Biden puts spotlight on foreign policy
04 May, 2019
Joe Biden is staking his presidential bid in no small part on the premise that he doesn’t need on-the-job training to lead the United States on a world stage that U.S. President Donald Trump has gleefully upended.
But his more liberal rivals aren’t ceding that ground.
The former U.S. vice president’s entrance into the campaign is reigniting Democratic debates over foreign policy that have largely faded to the background during the chaotic Trump era. Biden, long part of the U.S. foreign policy establishment, is being pitted against progressives more skeptical of the use of military intervention.
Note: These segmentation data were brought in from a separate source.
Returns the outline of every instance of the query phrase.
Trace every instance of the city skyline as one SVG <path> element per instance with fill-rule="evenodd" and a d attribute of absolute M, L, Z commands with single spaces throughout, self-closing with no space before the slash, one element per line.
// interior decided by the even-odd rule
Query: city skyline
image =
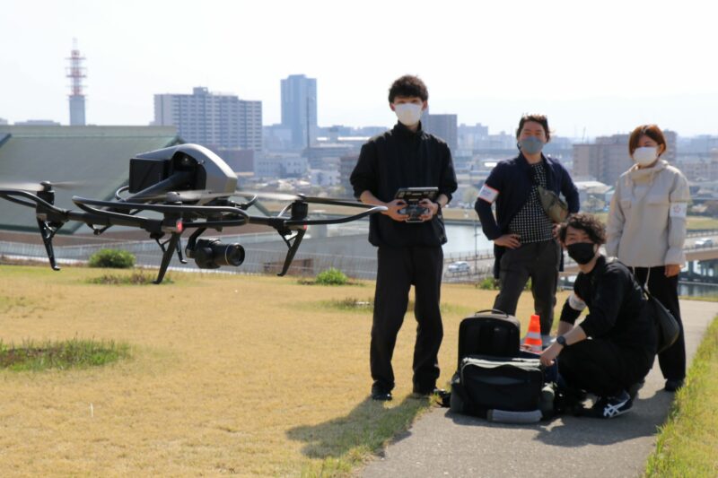
<path fill-rule="evenodd" d="M 66 58 L 77 38 L 88 124 L 148 125 L 153 95 L 199 85 L 260 100 L 264 125 L 278 124 L 279 81 L 306 74 L 318 81 L 320 126 L 390 126 L 387 90 L 409 73 L 426 82 L 432 113 L 491 134 L 533 111 L 574 138 L 649 122 L 718 134 L 713 4 L 336 4 L 9 0 L 0 117 L 68 124 Z"/>

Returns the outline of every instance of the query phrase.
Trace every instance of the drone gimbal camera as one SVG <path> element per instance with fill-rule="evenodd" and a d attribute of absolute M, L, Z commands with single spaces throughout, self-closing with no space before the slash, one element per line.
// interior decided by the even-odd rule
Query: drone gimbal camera
<path fill-rule="evenodd" d="M 73 203 L 80 211 L 57 207 L 53 185 L 48 181 L 32 184 L 31 187 L 0 186 L 0 197 L 35 209 L 48 258 L 55 270 L 59 267 L 52 239 L 69 221 L 83 222 L 98 235 L 116 225 L 144 230 L 162 250 L 155 283 L 162 282 L 175 253 L 180 262 L 186 263 L 180 238 L 188 230 L 194 231 L 187 243 L 187 256 L 194 259 L 197 267 L 215 269 L 223 265 L 240 266 L 244 262 L 244 248 L 237 243 L 223 244 L 218 239 L 200 239 L 206 230 L 221 231 L 223 228 L 250 223 L 271 226 L 287 246 L 285 263 L 278 273 L 285 275 L 308 226 L 349 222 L 386 211 L 383 206 L 342 199 L 269 195 L 289 204 L 276 215 L 251 215 L 247 211 L 260 195 L 238 191 L 237 176 L 232 169 L 219 156 L 197 144 L 180 144 L 137 154 L 129 162 L 128 184 L 117 190 L 114 200 L 73 196 Z M 235 202 L 232 197 L 241 200 Z M 331 219 L 310 219 L 312 204 L 349 206 L 362 211 Z M 149 212 L 162 217 L 141 215 Z M 162 240 L 168 234 L 170 238 Z"/>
Biden’s long record — in the Obama administration and in the Senate before that — isn’t necessarily a selling point for many progressives in the party’s base.
“It’s not going to be enough to simply have foreign policy experience and put things back to the way they were before Trump,” said Elizabeth Beavers, a longtime veteran of international nongovernmental agencies and a former top adviser at Indivisible, a grassroots group on the left. “We’ve got to move the United States off the path of needless war, talking about cutting the Pentagon budget, and address the corporate greed that fuels it.”
On Thursday, it was Vermont Sen. Bernie Sanders who seemed to be leading the debate. The democratic socialist well to Biden’s left helped push an ultimately failed effort to overturn Trump’s veto of legislation withdrawing the United States from the bloody civil war in Yemen. As a top Sanders aide urged Biden to weigh in, the former vice president made clear that he stood with Sanders on the issue.
Biden has talked in broad strokes about international affairs in the week since he launched his campaign.
“Our standing in the world ... is at stake,” Biden said in his campaign launch. “The rest of the world, they look at us like, ‘My God,’” he added a day later on ABC’s “The View” in his first interview as a candidate.
The specifics have yet to follow.
Biden demurred in Iowa when asked about trade, saying there’d be “plenty of time” for such discussions. He avoided a question about unrest in Venezuela, only later tweeting his support for “legitimate, internationally monitored elections.”